Development of species-based, regional emission capacities for simulation of biogenic volatile organic compound emissions in land-surface models: An example from Texas, USA

This paper introduces a method to incorporate species-based variation of the emission of biogenic volatile organic compounds (BVOCs) into regional climate and weather models. We convert a species-based land-cover database for Texas into a database compatible with the community land model (CLM) and a database compatible with the Noah land-surface model (LSM). We link the LSM-compatible land-cover databases to the original species-based data set as a means to derive region-specific BVOC emission capacities for each plant functional type (in the CLM database) and for each land-cover type (in the Noah database).The spatial distribution of inherent BVOC flux (defined as the product of the BVOC emission capacity and the leaf biomass density) derived using the Texas-specific BVOC emission capacities is well correlated with the spatial distribution of inherent BVOC flux calculated using the original species data (r=0.89r=0.89).
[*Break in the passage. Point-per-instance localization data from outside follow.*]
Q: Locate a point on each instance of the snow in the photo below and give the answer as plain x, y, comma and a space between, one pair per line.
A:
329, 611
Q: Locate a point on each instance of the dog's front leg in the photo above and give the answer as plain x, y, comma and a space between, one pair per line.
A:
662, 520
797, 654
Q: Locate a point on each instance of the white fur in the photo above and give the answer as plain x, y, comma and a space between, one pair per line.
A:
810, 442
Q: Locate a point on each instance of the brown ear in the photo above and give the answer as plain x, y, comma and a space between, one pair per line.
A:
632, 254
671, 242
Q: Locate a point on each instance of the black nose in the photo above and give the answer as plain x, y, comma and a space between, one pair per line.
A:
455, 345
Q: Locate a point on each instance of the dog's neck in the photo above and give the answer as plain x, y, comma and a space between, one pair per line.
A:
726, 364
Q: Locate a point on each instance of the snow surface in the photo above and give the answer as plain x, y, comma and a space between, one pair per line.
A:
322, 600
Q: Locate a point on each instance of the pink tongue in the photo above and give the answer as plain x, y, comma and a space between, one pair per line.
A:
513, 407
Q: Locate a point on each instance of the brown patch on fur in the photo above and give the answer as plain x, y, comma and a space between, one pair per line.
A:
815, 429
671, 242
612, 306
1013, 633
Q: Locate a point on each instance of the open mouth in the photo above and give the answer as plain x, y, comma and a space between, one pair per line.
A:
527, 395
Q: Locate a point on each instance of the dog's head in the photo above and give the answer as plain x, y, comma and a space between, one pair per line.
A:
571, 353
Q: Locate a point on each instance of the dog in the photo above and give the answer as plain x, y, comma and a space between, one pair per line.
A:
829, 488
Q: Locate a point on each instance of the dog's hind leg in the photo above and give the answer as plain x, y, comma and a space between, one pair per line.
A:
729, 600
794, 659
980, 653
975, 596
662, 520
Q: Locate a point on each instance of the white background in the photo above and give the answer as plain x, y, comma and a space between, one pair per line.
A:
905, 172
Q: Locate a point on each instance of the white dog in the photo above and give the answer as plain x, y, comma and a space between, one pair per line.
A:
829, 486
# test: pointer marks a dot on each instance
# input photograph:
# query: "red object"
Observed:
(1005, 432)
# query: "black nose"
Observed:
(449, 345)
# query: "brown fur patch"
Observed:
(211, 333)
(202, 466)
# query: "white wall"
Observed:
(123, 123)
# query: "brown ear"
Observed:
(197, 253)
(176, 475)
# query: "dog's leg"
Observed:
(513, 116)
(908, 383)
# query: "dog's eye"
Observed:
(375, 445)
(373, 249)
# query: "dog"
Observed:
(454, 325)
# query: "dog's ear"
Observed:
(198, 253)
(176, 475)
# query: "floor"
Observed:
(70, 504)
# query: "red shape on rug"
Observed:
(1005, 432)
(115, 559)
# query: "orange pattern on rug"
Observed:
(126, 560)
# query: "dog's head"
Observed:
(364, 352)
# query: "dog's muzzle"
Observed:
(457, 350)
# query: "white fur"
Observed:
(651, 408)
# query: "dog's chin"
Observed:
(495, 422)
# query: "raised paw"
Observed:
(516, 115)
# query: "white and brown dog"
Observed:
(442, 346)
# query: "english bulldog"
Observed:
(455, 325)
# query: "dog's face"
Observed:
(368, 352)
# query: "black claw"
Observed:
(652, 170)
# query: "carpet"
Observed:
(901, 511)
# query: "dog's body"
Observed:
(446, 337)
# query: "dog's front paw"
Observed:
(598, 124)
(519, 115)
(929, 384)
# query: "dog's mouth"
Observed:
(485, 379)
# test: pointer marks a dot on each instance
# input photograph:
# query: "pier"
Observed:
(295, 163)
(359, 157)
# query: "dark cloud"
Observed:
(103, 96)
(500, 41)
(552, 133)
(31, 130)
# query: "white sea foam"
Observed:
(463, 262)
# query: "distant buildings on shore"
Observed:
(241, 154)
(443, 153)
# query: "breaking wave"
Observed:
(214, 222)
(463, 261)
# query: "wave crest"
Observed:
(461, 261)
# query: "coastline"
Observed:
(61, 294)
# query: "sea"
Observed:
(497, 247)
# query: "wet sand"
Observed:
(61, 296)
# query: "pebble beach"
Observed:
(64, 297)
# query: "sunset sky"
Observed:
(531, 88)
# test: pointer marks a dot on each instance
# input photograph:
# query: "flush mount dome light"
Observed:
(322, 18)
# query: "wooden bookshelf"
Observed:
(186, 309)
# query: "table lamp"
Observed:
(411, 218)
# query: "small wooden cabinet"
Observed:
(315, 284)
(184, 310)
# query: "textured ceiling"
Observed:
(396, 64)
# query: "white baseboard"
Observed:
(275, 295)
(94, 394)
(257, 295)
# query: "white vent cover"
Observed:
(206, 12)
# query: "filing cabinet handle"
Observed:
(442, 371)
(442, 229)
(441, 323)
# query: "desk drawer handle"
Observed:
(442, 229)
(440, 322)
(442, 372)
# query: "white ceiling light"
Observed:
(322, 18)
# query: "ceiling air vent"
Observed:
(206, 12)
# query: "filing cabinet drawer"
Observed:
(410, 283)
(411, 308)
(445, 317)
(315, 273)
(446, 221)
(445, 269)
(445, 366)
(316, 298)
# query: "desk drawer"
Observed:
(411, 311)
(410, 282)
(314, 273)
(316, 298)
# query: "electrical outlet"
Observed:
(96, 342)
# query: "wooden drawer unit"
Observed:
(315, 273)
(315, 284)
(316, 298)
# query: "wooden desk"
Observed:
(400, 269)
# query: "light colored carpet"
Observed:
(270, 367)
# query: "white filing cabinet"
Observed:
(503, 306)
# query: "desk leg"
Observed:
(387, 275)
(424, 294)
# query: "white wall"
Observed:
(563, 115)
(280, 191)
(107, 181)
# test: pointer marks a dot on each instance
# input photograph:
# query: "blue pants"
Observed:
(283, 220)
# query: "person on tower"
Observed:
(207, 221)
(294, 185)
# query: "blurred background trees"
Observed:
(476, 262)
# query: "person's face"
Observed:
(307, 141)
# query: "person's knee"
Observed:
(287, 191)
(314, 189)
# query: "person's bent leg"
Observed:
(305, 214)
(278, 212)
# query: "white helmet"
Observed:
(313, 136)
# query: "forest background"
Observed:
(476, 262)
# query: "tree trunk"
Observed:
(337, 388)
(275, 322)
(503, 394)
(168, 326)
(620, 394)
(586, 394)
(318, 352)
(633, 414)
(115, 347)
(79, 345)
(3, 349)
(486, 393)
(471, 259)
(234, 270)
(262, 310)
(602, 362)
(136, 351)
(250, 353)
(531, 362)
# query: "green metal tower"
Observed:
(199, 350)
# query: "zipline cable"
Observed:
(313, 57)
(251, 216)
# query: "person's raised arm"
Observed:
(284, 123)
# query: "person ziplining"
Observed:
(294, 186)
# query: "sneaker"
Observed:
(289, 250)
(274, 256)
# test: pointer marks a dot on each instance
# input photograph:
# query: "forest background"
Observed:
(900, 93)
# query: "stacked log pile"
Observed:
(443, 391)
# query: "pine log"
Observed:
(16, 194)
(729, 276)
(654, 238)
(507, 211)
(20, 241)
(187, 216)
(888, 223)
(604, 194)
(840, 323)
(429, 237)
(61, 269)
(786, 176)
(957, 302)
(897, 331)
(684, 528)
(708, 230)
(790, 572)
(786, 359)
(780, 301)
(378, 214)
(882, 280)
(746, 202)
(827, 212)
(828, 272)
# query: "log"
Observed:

The mean absolute error for the emission-capacity-derived inherent flux distribution is an order of magnitude lower than the statewide range of inherent fluxes.The ground-referenced land-cover databases derived here are likely more accurate than their satellite-derived counterparts; they can be used for a variety of regional model simulations in Texas. The inherent BVOC flux distributions derived using region-specific BVOC emission capacities are more consistent with observations than the BVOC flux distribution derived using the CLM3 standard BVOC emission capacities, which are top-down estimates based on the literature. When used in conjunction with detailed land-cover data sets, region-specific BVOC emission capacities produce reasonably accurate inherent BVOC fluxes.